Computing Reviews

Prototyping symbolic execution engines for interpreted languages
Bucur S., Kinder J., Candea G.  ASPLOS 2014 (Proceedings of the 19th International Conference on Architectural Support for Programming Languages and Operating Systems, Salt Lake City, UT, Mar 1-5, 2014)239-254,2014.Type:Proceedings
Date Reviewed: 04/09/14

While extensive testing is undoubtedly useful, it is also tedious. Automating this task as much as is feasible is an active research area; it has been more successfully applied (until now) to statically typed compiled languages. This work, while not the first of its kind, significantly advances what can be realistically done for interpreted languages.

By slightly instrumenting a language’s own interpreter, correct coverage of the full language is almost trivial to obtain. A few quite clever optimizations then make the results fairly practical. The main point is to be able to differentiate between low-level branching of the interpreter and high-level branching of the interpreted program: the goal is good coverage of the program, not the interpreter. All of the necessary concepts (symbolic execution, instrumentation, what interpreter optimizations to turn off, and others) for understanding the presented ideas are clearly explained; related work is cited when appropriate. The evaluation section is thorough yet informative.

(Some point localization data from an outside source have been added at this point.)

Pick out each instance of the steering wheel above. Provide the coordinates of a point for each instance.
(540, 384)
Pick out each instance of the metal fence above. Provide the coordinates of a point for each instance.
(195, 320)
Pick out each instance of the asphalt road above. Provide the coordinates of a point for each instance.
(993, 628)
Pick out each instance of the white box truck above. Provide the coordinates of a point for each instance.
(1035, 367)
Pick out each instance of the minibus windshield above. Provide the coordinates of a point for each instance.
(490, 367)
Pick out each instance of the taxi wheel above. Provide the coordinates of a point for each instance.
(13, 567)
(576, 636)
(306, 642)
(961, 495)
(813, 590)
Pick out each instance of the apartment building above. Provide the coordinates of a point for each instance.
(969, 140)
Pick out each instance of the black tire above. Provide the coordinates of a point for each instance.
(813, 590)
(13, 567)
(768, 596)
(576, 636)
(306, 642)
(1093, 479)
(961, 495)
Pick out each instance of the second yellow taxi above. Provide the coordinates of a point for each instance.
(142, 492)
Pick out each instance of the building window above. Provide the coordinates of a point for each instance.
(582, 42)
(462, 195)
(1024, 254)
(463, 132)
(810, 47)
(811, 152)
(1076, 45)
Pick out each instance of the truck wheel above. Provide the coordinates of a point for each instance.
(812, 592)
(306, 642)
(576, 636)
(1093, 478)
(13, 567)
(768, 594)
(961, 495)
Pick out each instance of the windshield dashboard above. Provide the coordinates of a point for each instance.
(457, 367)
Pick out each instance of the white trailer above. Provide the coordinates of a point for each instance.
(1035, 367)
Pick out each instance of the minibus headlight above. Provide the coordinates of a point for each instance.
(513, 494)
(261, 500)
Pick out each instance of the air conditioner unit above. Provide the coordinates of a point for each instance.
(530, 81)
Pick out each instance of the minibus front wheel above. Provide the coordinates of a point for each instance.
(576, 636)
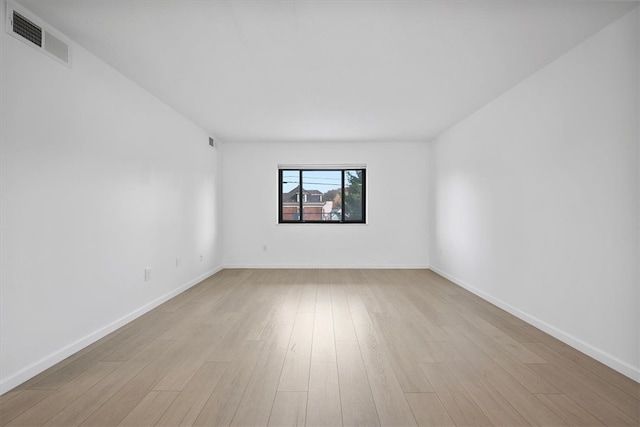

The paper itself is beautifully written, using clear, concrete, and precise language. At all times, the reader sees the high-level picture that the authors are trying to paint, as well as the details that are presented in each section. It is thoroughly motivated, with deftly analyzed experimental results. This is a significant paper, yet the authors do not overstate their case, carefully inserting appropriate caveats where necessary. This paper is an absolute must-read for anyone remotely interested in interpreted languages.